"Jordan, this is insane. You can't just—she can't just—" The words crashed into each other, her fury making them clumsy. "You saved that kid's life!"
"Apparently, that's the problem." I coiled the stethoscope carefully, tucking it into my bag like I was putting something sacred to rest.
"Because he was an Orc?" Tammy's voice cracked, disbelief and rage warring for dominance. "That's seriously what this is about?"
I didn't answer. The silence said everything.
"This is bullshit." Tammy's palm slammed against the locker beside mine, the metallic bang punctuating her fury. "Complete and utter bullshit. You're the best doctor in this entire building, and everyone knows it. Half the staff would throw a party if Nadine got hit by a bus. You have to fight this! Don't you have a friend who's a lawyer? Sue her ass!"
"Tammy." I closed my locker with a soft, final click and shouldered my bag. "It's done."
"It doesn't have to be! We could go to the board, file a formal complaint, organize a petition—"
"I don't want to fight this." The words emerged quiet, but they rang with truth. I met her eyes, saw the genuine anguish there, and felt a stab of guilt for how peaceful I felt. "Honestly? I think this might be exactly what I needed."
Tammy gaped at me like I'd announced plans to join a circus. "What you needed? Jordan, you just lost your job!"
"I know." I moved past her toward the door, then paused at the threshold, glancing back. "But somehow, it feels more like a beginning than an ending."
Her expression melted from fury into something softer, more worried. "What are you going to do?"
Ruka's face flashed through my mind—the way his eyes had held mine when I left the settlement. Ardin's gap-toothed smile as he'd played. Ryhain's tears of gratitude streaming down her face.
"I have absolutely no idea," I admitted, and found myself smiling. "But I'll figure it out."
The nurses' station hummed with an unusual quiet when I approached, security badge clutched in my palm like a talisman I was about to surrender. A few heads swiveled my direction—some faces soft with sympathy, others carefully blank. Hospital gossip moved faster than IV drips.
"Jordan." Darla's voice carried the weight of genuine sorrow as she looked up from behind the desk. "I heard. God, I'm so sorry."
"Thanks." The badge hit the counter with a hollow clatter that felt far too final. "Just wanted to say goodbye."
A wave of murmured farewells washed over me, punctuated by tight hugs from the nurses who'd always had my back. As I stepped away, blinking against the unexpected sting in my eyes, my gaze snagged on something odd—a battalion of white office boxes lined up against the wall like soldiers. At least a dozen of them, half-stuffed with medical supplies, blankets, bandages, over-the-counter meds, sample packets of antibiotics.
"What's all this?"
Darla tracked my stare. "Care packages. Nadine's got us assembling them for rural clinics that are barely hanging on. Understaffed, under-resourced, the works."
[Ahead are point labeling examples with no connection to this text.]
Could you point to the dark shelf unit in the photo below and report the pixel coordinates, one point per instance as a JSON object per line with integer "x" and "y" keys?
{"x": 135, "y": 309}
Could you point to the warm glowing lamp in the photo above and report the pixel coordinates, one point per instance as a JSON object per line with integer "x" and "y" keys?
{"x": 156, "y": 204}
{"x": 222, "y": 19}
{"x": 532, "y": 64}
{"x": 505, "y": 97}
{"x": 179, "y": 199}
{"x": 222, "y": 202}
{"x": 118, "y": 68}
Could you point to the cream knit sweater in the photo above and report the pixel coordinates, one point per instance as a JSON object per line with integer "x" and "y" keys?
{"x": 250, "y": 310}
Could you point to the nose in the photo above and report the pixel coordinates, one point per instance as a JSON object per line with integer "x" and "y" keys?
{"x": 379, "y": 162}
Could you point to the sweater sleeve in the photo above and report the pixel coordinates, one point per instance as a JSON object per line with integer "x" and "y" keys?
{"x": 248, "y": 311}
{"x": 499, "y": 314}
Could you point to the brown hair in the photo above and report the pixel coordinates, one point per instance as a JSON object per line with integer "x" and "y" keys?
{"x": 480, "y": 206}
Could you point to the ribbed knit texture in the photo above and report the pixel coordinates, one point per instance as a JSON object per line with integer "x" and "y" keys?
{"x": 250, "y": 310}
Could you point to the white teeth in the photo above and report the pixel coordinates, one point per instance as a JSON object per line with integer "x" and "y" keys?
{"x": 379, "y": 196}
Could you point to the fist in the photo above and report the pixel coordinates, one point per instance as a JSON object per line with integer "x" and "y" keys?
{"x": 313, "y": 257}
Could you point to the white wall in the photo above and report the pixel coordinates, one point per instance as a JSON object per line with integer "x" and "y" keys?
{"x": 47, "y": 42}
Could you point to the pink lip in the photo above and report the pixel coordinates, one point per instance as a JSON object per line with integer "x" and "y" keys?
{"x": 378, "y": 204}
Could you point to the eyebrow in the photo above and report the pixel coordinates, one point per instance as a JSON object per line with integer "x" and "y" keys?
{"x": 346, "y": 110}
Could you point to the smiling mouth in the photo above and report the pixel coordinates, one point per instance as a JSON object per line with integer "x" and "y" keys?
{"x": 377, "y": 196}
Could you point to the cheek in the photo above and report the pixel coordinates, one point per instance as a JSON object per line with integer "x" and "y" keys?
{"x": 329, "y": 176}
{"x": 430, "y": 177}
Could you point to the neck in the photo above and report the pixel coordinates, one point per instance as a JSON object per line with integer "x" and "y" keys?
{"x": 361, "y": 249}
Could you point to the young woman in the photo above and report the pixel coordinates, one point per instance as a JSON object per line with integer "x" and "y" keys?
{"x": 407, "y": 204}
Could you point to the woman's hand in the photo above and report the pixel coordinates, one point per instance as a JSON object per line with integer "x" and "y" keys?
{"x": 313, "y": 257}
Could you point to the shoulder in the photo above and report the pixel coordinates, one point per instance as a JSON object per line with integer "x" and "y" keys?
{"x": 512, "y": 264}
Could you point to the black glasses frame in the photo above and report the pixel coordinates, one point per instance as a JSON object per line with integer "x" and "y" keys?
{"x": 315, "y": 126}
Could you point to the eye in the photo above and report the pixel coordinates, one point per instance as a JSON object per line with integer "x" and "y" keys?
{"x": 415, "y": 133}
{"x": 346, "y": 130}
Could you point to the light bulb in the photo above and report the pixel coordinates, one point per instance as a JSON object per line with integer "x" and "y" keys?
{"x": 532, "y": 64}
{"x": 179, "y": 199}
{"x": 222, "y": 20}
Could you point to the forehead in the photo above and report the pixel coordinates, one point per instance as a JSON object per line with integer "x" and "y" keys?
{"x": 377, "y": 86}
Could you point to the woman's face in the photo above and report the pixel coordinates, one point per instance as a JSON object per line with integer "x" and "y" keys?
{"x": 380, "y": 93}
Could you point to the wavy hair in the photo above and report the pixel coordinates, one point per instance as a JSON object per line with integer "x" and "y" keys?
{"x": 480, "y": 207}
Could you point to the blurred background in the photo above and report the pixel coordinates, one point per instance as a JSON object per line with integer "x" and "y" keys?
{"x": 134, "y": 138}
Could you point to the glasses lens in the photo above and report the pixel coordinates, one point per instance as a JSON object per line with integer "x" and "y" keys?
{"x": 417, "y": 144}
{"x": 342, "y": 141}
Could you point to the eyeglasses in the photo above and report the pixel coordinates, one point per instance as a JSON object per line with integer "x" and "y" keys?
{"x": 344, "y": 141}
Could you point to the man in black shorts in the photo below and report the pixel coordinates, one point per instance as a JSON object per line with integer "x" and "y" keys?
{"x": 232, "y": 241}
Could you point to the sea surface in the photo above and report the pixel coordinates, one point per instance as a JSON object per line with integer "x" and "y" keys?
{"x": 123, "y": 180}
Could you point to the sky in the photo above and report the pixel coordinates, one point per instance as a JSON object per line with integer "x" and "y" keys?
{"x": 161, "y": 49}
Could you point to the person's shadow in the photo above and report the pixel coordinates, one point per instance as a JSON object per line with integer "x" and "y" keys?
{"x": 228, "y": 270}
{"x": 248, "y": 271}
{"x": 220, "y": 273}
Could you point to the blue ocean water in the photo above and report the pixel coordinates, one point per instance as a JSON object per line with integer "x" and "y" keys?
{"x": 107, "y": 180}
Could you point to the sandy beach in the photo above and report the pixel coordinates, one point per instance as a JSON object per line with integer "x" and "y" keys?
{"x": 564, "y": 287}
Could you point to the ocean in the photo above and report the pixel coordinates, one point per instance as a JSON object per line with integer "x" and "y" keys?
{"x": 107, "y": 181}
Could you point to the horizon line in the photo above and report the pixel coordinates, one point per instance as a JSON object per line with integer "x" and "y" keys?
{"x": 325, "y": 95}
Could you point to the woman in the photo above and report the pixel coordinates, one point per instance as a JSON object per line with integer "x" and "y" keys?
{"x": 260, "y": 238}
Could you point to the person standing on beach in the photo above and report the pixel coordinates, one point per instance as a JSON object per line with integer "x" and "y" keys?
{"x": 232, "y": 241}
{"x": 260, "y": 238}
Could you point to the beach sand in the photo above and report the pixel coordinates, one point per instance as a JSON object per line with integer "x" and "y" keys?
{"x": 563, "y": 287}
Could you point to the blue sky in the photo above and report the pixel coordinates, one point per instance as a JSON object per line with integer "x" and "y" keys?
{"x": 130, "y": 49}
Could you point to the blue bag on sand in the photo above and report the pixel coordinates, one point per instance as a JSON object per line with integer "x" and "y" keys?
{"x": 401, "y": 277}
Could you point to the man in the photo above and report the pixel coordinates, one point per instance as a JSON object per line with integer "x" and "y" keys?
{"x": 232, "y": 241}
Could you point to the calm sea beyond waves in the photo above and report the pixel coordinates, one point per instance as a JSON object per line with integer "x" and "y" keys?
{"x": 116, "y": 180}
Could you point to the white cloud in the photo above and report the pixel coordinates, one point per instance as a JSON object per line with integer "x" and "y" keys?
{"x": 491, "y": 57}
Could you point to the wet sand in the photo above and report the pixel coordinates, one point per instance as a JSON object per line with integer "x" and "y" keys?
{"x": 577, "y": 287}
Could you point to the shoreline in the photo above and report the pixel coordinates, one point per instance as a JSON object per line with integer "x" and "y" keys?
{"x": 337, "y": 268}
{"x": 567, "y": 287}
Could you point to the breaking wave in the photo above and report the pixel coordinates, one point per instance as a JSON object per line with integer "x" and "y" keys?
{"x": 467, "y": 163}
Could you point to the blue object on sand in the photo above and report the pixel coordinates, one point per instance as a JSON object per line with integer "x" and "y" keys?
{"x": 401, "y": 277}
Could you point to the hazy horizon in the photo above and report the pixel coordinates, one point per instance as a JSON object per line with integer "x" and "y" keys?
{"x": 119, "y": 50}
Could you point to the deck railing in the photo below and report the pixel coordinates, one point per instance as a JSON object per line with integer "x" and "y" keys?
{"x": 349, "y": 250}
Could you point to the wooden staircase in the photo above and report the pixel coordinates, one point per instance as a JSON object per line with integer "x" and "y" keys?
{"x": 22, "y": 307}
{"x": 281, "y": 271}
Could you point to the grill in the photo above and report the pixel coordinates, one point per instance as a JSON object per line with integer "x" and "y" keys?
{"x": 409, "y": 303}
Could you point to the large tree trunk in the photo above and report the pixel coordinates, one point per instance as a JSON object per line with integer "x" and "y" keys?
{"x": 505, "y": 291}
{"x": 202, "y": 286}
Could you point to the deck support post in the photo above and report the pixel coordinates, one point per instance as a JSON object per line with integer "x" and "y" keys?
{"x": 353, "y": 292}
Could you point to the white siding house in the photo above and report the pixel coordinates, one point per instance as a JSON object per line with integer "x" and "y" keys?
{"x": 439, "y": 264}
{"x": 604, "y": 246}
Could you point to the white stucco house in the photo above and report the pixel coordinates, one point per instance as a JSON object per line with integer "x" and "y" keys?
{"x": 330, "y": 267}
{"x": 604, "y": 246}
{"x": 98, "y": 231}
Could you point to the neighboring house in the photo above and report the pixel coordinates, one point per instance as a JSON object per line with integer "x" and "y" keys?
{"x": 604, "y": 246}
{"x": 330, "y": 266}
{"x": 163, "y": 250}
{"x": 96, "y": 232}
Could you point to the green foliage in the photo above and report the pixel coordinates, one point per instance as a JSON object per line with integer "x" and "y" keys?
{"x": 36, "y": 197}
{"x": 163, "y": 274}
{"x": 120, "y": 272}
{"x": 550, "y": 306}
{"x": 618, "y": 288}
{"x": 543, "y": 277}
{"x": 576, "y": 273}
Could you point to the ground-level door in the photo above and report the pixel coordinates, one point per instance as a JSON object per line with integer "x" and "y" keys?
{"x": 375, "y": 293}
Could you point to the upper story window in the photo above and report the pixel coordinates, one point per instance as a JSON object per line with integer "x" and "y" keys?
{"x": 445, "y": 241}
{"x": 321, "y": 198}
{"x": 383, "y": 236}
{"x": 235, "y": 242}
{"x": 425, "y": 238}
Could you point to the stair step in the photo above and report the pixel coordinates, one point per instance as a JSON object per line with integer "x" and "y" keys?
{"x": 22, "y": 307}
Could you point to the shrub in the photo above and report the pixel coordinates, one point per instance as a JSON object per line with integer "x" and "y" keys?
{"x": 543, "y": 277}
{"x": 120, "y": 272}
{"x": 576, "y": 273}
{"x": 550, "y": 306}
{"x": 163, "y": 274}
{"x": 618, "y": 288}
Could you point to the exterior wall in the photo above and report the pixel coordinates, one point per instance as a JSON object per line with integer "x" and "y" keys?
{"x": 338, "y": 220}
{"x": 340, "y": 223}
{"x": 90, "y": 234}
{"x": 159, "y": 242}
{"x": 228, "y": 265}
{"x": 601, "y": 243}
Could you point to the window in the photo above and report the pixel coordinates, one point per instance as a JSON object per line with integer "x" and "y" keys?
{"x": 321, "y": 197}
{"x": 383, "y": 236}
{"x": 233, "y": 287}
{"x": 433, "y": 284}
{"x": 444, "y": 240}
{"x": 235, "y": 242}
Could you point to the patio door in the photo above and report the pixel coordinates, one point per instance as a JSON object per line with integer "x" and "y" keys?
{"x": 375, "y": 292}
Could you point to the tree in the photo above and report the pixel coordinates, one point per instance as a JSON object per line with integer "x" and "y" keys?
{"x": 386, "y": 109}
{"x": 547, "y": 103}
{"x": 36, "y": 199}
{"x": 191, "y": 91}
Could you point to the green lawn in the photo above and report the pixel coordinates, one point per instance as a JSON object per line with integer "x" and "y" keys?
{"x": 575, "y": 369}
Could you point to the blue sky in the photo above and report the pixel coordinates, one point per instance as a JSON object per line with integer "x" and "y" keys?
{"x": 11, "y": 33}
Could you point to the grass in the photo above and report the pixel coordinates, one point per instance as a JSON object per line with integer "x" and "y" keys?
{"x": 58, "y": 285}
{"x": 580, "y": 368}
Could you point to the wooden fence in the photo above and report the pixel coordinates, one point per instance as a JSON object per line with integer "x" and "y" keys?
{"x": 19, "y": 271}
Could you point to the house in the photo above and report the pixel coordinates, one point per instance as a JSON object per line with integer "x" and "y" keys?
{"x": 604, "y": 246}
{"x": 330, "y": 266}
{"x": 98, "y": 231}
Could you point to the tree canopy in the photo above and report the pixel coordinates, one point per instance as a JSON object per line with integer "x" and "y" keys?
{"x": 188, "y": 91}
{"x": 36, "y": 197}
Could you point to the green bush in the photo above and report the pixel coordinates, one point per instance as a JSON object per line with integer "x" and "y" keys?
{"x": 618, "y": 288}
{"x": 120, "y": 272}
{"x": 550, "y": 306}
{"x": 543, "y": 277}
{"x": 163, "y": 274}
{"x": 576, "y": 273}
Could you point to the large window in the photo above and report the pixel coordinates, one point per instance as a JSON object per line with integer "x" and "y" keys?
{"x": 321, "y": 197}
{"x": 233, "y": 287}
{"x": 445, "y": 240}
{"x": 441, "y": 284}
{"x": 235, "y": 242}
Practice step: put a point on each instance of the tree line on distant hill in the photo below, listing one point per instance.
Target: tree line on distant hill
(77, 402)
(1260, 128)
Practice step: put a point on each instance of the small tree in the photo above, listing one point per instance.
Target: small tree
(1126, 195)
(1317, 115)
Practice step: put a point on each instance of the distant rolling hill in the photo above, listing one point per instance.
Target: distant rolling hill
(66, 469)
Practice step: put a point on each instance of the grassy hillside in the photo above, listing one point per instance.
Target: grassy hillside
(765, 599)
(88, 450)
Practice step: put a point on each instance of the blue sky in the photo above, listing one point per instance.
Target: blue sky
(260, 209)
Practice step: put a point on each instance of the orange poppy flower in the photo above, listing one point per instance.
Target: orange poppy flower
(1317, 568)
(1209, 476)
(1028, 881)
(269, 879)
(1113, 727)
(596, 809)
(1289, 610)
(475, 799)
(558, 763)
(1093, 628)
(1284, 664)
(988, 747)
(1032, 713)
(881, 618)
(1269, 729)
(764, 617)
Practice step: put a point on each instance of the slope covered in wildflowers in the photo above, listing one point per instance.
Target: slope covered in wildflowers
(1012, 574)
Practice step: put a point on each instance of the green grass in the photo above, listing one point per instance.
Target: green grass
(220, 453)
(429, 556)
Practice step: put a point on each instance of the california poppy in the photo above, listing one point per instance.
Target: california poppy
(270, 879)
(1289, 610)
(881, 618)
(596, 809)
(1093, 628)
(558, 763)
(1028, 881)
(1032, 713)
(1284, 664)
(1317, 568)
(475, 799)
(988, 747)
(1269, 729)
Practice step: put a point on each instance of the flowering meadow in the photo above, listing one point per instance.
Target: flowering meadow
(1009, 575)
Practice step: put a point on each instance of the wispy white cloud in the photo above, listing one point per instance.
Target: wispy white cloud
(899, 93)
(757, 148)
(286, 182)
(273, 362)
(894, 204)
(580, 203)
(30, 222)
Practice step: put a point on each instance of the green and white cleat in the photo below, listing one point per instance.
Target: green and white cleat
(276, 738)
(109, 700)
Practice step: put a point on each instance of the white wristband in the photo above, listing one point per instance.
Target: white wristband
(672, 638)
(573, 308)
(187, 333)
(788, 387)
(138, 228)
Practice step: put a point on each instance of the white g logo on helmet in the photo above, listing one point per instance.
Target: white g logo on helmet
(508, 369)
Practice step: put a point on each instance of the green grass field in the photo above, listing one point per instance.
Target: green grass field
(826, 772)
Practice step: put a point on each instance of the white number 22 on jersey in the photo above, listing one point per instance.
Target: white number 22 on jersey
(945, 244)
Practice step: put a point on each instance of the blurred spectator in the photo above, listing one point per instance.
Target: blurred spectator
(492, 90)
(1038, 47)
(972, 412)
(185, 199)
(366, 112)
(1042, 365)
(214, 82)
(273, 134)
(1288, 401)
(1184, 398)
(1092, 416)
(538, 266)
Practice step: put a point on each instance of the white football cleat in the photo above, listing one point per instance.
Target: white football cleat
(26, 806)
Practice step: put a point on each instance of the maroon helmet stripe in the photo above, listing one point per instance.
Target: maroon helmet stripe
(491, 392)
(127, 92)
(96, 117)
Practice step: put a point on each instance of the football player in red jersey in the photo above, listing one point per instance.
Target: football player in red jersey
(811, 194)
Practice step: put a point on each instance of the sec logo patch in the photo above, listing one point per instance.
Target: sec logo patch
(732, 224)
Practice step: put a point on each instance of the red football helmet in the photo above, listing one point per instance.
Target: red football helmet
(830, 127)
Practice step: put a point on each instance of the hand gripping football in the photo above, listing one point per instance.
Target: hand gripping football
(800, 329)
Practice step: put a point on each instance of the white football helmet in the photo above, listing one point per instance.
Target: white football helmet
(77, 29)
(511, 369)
My brain stuttered. "Nadine?"
"Right?" Darla's eyebrows climbed toward her hairline. "Plot twist of the century."
Nadine—the same woman who'd just axed me without blinking, who ran this hospital like a military operation and seemed to feed on other people's discomfort—thatNadine organized charity drives?
"Didn't know she had a heart buried under all that ice," I muttered.
Darla's laugh was dry as autumn leaves. "Jury's still out. My money's on this somehow padding the hospital's tax write-offs. We just haven't connected the dots yet."
"Well." I shrugged, oddly touched despite my cynicism. "Hope they make a difference."
As I turned to go, Darla's voice caught me. "Good luck, Jordan. Wherever the wind takes you."
"Thanks, Darla."
The automatic doors exhaled open, releasing me into the cool embrace of night. The parking lot sprawled before me, my truck a lonely island under the lights. Beyond it, the highway ribboned into darkness. Beyond that... everything. Nothing. The terrifying, exhilarating unknown.
And the first person I wanted to tell was Ruka.
Not my friends. Not my college roommate who worked in hospital administration. Not the colleagues who could forward my résumé. Ruka. I ached to hear his voice, to tell him I was finally, impossibly free. That nothing tethered me here anymore.